Downbeat Diner was packed this morning, even before lunch was served. The occasion was a meeting of business owners, residents, and police in the wake of attacks on at least one small business owner, Scott Michael McDonough of Otto Cakes, by alleged drug dealers.

Burton White, neighborhood board member and general manager of Hawaii Theatre, asked about increased police presence in the Smith-Beretania area near Otto Cakes.

HPD corporal Richard Fikani responded by citing reports that show that increased police presence can have little or no effect.

A resident responded by asking, “What is the police going to do to keep people safe?”

“We’re at the boiling point,” the resident said.

An audience member, said, “You say you’re short-staffed, but lots of people are getting ticketed for cellphone violations on Nuuanu [avenue].”

Officer Fikani didn’t respond directly to this question in the community meeting, but later said that those officers are funded through a separate federal grant, and aren’t part of the small number of regular beat officers.
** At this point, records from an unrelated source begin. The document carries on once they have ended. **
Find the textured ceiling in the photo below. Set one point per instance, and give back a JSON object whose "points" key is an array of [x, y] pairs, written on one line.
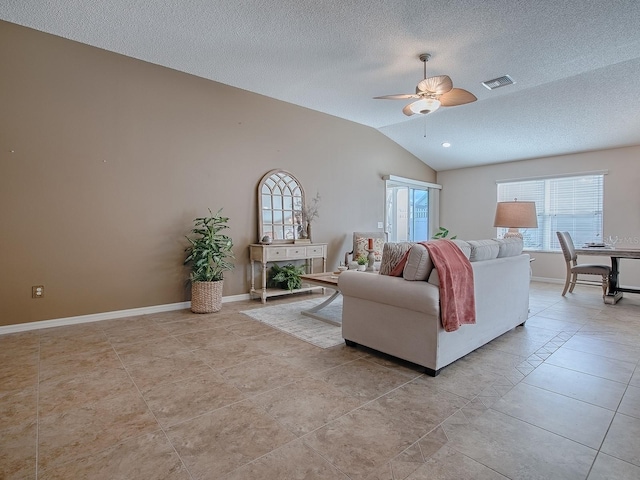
{"points": [[576, 63]]}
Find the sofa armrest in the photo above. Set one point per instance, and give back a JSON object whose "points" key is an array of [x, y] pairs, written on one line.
{"points": [[419, 296]]}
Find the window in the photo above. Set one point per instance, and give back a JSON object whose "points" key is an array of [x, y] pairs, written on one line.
{"points": [[570, 203], [411, 209]]}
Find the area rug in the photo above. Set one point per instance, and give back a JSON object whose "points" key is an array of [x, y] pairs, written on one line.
{"points": [[287, 318]]}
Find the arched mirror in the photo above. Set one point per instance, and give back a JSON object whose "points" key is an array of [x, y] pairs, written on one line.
{"points": [[280, 205]]}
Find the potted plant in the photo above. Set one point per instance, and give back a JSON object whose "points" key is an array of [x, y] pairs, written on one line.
{"points": [[210, 255], [286, 277], [362, 263]]}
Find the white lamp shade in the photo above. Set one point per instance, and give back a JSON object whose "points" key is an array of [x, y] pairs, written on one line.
{"points": [[516, 215], [424, 106]]}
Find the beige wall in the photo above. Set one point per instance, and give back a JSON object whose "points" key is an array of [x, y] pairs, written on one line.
{"points": [[469, 196], [113, 158]]}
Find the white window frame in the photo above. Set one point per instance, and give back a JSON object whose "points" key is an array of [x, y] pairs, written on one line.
{"points": [[433, 190], [583, 219]]}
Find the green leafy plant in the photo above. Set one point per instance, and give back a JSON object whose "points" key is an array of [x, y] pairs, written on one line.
{"points": [[287, 276], [362, 260], [442, 233], [210, 253]]}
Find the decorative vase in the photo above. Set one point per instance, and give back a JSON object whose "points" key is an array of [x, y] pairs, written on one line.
{"points": [[206, 297]]}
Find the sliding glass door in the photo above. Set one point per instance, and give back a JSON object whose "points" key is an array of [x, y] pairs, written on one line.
{"points": [[409, 209]]}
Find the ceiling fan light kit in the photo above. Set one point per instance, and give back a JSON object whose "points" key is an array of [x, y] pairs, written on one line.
{"points": [[424, 106], [432, 93]]}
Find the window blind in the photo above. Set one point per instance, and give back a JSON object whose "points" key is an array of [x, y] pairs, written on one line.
{"points": [[570, 203]]}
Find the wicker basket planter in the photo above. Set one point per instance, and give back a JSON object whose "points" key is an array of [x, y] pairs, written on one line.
{"points": [[206, 297]]}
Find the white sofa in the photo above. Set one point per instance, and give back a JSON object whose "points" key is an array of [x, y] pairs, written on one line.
{"points": [[402, 317]]}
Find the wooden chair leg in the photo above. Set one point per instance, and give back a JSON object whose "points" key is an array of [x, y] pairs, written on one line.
{"points": [[566, 283], [574, 281]]}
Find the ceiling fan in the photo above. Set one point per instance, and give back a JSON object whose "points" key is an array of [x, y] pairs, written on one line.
{"points": [[432, 92]]}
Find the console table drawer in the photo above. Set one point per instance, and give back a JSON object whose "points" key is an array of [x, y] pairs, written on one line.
{"points": [[275, 254], [315, 251], [296, 252]]}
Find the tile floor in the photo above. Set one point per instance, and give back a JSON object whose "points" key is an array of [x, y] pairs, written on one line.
{"points": [[183, 396]]}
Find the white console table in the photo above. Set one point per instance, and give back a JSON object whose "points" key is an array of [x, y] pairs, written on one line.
{"points": [[284, 252]]}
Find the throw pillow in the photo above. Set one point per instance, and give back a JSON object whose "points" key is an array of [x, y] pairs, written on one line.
{"points": [[392, 255], [362, 243], [419, 264]]}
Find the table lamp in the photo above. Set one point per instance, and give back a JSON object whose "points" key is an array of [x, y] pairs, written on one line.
{"points": [[515, 215]]}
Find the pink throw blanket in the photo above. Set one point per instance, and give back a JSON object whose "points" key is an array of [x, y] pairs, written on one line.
{"points": [[457, 298]]}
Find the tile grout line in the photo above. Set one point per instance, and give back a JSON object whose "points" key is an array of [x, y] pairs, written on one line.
{"points": [[152, 413], [38, 406]]}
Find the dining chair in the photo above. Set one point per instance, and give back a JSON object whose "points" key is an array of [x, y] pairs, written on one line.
{"points": [[574, 269]]}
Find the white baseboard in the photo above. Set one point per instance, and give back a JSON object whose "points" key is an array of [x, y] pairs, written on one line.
{"points": [[547, 280], [96, 317]]}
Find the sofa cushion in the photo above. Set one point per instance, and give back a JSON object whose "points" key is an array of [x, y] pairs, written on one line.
{"points": [[509, 247], [464, 246], [392, 255], [483, 250], [419, 264]]}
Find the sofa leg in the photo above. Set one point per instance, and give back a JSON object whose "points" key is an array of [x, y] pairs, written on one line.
{"points": [[431, 372]]}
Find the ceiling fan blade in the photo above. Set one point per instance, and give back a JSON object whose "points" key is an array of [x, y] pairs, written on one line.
{"points": [[407, 110], [456, 96], [438, 85], [400, 96]]}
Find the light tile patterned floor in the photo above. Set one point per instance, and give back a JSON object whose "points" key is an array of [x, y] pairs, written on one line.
{"points": [[183, 396]]}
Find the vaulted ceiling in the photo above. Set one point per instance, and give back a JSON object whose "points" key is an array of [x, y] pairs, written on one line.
{"points": [[575, 63]]}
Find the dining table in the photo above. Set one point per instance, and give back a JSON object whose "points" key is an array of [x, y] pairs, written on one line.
{"points": [[615, 291]]}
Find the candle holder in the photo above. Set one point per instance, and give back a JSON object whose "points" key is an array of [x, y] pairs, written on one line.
{"points": [[371, 257]]}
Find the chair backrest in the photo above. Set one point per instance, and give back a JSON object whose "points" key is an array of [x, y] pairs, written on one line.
{"points": [[361, 243], [568, 249]]}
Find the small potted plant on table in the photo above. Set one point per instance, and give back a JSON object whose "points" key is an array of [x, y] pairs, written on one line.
{"points": [[210, 255]]}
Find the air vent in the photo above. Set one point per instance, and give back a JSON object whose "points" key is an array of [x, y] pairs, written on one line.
{"points": [[498, 82]]}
“I understand you’re frustrated. But what are we going to do? Venting doesn’t get nothing done,” Officer Fikani said. Fikani proceeded to call on residents and businesses to call HPD when assistance is needed.

Josh Hancock, proprietor of Downbeat Diner, said that Otto had called several times for assistance, but arrests haven’t been made.

Mr. White suggested that a visual campaign at establishments in the district to let drug dealers know that they would be reported on.

Officer Fikani said that police presence will just move the problem around, from block to block.

“It’s not the solution,” he said.

Mr. White responded by saying that, “We’ve asked police to move cars, and it’s worked.”

Officer Fikani agreed, at this point, to ask lieutenants to move their cars around.

Otto raised the issue of his multiple attempts at contacting the police.

“I’ve called so many times, but the person keeps coming back,” he said.

Officer Fikani responded by saying that he can’t do anything once the suspect goes through the judicial process.

One business owner described being the victim of shoplifting, only to find the alleged shoplifter selling his stolen wares at Aala park – after HPD was called.

“You’re so concerned about their civil rights – what about ours?,” the business owner said.

An older man seated in a booth said that he has been part of the Chinatown community for 60 years. He said that he knew many people who are afraid to report illegal activity to the police, for fear of retaliation.

Otto described calling HPD, after being attacked in front of his own bakery.

“Police came down. All the people around were friends of the with the person who beat me up, so the story turned around [against me]. Not one officer has called me about this case,” he said.

A business owner said, “Is Otto going to get killed before something gets done?”

Officer Fikani said, “I’m offering something right now. If you call the police, call me and I’ll come down the next day or that day if I’m working, and look into it.”

“I’m offering personal service, one-on-one service. But if you don’t call me, I can’t do that,” he said.